Há alguns dias vi as imagens de um sujeito que passou a mão nas nádegas de uma mulher no exato momento em que ela saía do elevador. Esse acabou se tornando o assunto mais comentado nas redes sociais, porque este tipo de agressão mobiliza muito as pessoas, e a razão para este foco é sempre algo que deve ser investigado. Pelas imagens parece que ela era uma desconhecida, ou ao menos entre eles não havia qualquer intimidade, visto que ela ainda teve tempo de reclamar antes que a porta do elevador se fechasse. Ato contínuo, ele desce até o estacionamento, pega seu carro e sai correndo (parecia mesmo fugir da cena do crime).

Nas repercussões que se seguiram percebi a preocupação de todos com o abuso, com o fato de uma mulher ter sido tocada sem consentimento, o que me parece justo. Essa violência é decorrente do próprio patriarcado, que estabelece valores especiais sobre o corpo da mulher; tivesse o mesmo ato ocorrido com um homem e nada seria dito ou feito, no máximo uma rápida troca de socos. Mas, é compreensível que na estrutura social que temos hoje em dia esta atitude seja envolta em escândalo e considerada uma agressão injustificável.

E vejam: não me cabe julgar o sofrimento de quem passou por este tipo de agressão. O sujeito foi preso e vai pagar pelo crime que cometeu. Não se trata de minimizar o que ele cometeu, mas seguir um pouco adiante e tentar descobrir as reais motivações que levam um sujeito a “passar ao ato”, romper a fina película que separa a fantasia da realidade, colocando sua própria vida em um redemoinho destrutivo que ele provavelmente terá imensas dificuldades de se recuperar.
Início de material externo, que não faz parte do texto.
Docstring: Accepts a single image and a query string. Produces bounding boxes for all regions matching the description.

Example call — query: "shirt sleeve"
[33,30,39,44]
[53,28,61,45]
Desta forma, apesar do choque das imagens e da justa indignação da vítima com o abuso indecente, eu fiquei mais interessado em encontrar a resposta para a pergunta: o que faz um homem bem sucedido, casado, com filhos e bonito “passar ao ato” desta forma tão suicida? O que diabos ele pretendia com esse desvario? Por que o descontrole? Por que saiu correndo assustado? Pelo que pude observar das imagens ele não parecia um abusador contumaz, desses que sentem compulsão por cometer seus abusos em trens e ônibus, onde o risco de ser descoberto faz parte do frisson relacionado ao ato; ele parecia estar nervoso, até ausente, como alguém que perdeu o controle por breves instantes e logo se deu conta do erro absurdo que cometera. Mais tarde, ao ser preso no dia seguinte, teria dito à imprensa que sofre de transtornos psiquátricos.

Sua atitude, pela forma como foi feita, pareceu um surto – ou um pedido de socorro. Talvez haja uma questão emocional bastante grave ocorrendo por trás desta cena grotesca. Como teria ele sido capaz de romper as barreiras da interdição sabendo o quanto teria a perder? É evidente que, por causa disso, agora vê seu mundo desmoronar. Agora todos querem colocá-lo empalado numa estaca para queimá-lo vivo. Afinal, como ousa roubar nossas fantasias e levá-las adiante, enquanto nós aqui só nos encolhemos e recalcamos nosso desejo?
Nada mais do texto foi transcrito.